So far, I've managed to play the piano every day in 2016. That's fifteen straight days, and I don't plan on stopping soon.
I've never been very good at practicing my craft, and that's one reason I'm not a concert pianist (the other being that my hands are tiny). Dr. Burnham's biggest beef with me in five years of clarinet instruction at Chico was that I didn't spend enough time in the practice room--and I didn't. I admit that. But practicing? Practicing is soul-crushing.

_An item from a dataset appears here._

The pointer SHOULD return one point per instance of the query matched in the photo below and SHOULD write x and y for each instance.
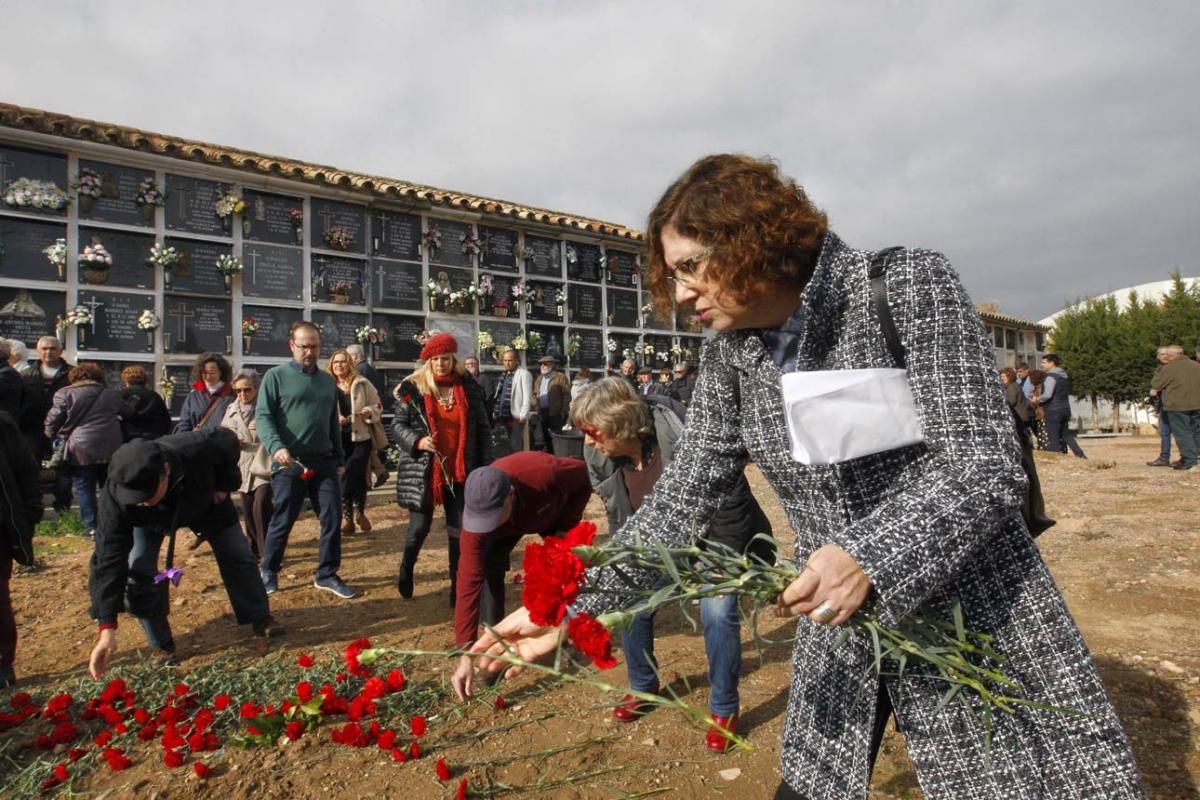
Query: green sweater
(298, 410)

I love to play. I just hate practicing.
Tonight, I sat down at the piano to play through the theme song to "Hill Street Blues," and something occurred to me: I'm not practicing. I'm simply playing my piano. I'm playing through a piece I enjoy, stopping occasionally to fix mistakes and repeat difficult spots to help smooth them out. But it doesn't feel like practicing, it's simply making music and enjoying the process of watching it all come together.
How marvelous.
So I grabbed my ukulele, which I'd propped up against the side of the piano when I brought it home from work tonight, and started playing that, too. I haven't worked on "Somewhere Over the Rainbow/What A Wonderful World" in ages, and I didn't work on it tonight--I just played. And occasionally fixed a mistake here and there. I sang along.

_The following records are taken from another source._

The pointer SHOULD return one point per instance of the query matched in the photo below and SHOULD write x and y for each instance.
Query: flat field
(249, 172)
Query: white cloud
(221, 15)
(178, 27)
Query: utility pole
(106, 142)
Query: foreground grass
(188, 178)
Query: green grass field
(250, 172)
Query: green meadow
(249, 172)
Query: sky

When music is approached like this, it's not a chore anymore, it's a joy. There is great joy in making music, in putting a sound out into the empty space in front of you and hearing it interact with other sounds. Weaving notes together into harmony, and singing words out above it all. It's so easy to lose that joy when you're striving to be good at something.
It seems the best strategy is to just make music, and let greatness come to you. If you invite it in, it will come.
Fifteen straight days of playing "Hill Street Blues"--some days several minutes of correction and focus, and some days a simple, quick run-through before bedtime--has smoothed out many of the rough edges. I have more smoothing to do--I can't bear to call it "work"--and I know that as I continue my playing streak, this song will work it's way into my fingers even more, and soon, it will be as smooth and simple to me as Beethoven's Fur Elise or Joplin's The Entertainer, two favorites I never practiced...only played.